Judges were "wowed" by the school's "dazzling array of schemes" and said Ms Pittaway had "enough enthusiasm and entrepreneurial flair to run any company".
Ms Pittaway, who became head 14 years ago, said her ethos was inspired by an "awesome" college lecturer who believed that business and education should be partners.
"I could see how business could work with schools and I decided that was the way forward," she said. "Not everything has to be 100 per cent academic; sometimes education has to be flexible."
Bringing local businesses on board was vital, but Ms Pittaway knew she could not just go "cap in hand" asking them for cash.
Instead, long-term parnerships have been formed with companies such as Asda, HSBC and Redrow, which have provided not only thousands of pounds of funding over the years, but valuable time and expertise as well.
Tarmac allowed the school to set up an eco-centre on a 46-acre site on its nearby quarry, which last year attracted more than 16,000 visitors.
Judges said Ms Pittaway is adept at spotting opportunities and that her "ingenuity is endless". For example, pupils repair recovered bicycles from the local police compound, giving some back to the police and selling the rest.
The car valeting service was set up for boys who might find being a mechanic too tough, and is now used by the police and taxi firms.
However, not all Ms Pittaway's colleagues have shared her vision and enthusiasm over the years.
"Your school may be a caring environment for children with special needs, but does a caring environment bring out the best in their education?" she said. "They need transferable skills and their independence, and you can't do that only in the classroom."
The doubters who were not won over by her drive and determination were eventually convinced by the impressive results: confident pupils full of self-esteem. Academic results are also important, with 35 GCSE passes this year.
A glowing report by the Welsh inspectorate, Estyn, last year said: "St Christopher's is a good school that meets the needs of its pupils effectively.
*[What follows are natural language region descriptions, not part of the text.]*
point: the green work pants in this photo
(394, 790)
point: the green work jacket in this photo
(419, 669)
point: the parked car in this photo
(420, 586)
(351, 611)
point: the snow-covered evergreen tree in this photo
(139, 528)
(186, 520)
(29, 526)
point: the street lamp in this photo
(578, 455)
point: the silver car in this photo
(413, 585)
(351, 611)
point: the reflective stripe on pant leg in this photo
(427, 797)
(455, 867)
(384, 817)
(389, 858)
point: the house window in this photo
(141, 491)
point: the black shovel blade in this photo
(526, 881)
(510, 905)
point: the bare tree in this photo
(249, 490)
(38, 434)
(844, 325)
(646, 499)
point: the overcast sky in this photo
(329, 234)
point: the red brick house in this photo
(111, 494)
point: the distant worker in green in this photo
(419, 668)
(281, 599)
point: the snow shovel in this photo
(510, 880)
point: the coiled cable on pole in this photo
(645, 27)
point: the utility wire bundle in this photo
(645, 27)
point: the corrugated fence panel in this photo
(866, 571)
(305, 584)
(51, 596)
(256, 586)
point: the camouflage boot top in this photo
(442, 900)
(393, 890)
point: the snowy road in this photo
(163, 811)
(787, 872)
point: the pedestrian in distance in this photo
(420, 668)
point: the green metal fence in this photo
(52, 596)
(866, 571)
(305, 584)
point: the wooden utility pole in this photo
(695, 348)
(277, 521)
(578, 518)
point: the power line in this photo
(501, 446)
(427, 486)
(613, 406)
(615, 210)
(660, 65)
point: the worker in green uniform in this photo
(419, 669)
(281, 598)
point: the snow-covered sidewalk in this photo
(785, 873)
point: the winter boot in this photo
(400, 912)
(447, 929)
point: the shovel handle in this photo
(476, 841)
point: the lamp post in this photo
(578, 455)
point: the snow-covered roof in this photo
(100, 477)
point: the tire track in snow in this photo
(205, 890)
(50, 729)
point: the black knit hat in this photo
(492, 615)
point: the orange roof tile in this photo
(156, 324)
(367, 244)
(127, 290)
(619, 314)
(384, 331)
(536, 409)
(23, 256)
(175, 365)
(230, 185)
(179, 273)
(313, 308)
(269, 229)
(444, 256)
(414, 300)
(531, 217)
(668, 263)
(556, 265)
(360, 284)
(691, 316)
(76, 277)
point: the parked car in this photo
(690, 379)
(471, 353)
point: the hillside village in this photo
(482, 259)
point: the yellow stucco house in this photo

The school has many good features, a substantial number of which are outstanding."
Ms Pittaway said that for some pupils, just holding down a job after they left school would once have been seen as an achievement, but many have actually gone on to excel in the workplace. Three former pupils are even employed by the school: one works in the cafe, one is a full-time hairdresser and another works part-time on the school's reception.
The transformation of St Christopher's has also helped overhaul the local community's concept of SEN education, as well as the outlook of many parents.
Ms Pittaway said: "Special needs education has come a million miles in the last few decades. Years ago, people shied away from it - parents didn't want to admit their child had a special need and didn't want to send them to a special school. Now that's totally reversed. I don't have to change attitudes any more. We don't call ourselves a special school, we are just St Christopher's School."
The head is keen to share her school's success and has opened her doors to educationists from across the UK, many of whom have been inspired to emulate her ideas.
"It's all about sharing - it's no good keeping it to yourself," she said. "Every school has got something they are good at, and if you can enthuse your students, that's great. But I don't think everybody should have a salon, for example."
The Assembly government's vocationally led 14-19 learning pathways policy has also allowed St Christopher's to share its facilities with mainstream pupils from other Wrexham secondary schools, further breaking down barriers between the two sectors.
Ms Pittaway said she is still "fizzing" with ideas and her ambition knows no bounds.
She now wants to build a warehouse to store and repair second-hand furniture, and plans to introduce the skills-led Welsh Baccalaureate at foundation level.
"I'm always thinking of the future, I never stop," she said. "Sometimes I think I want to change the world."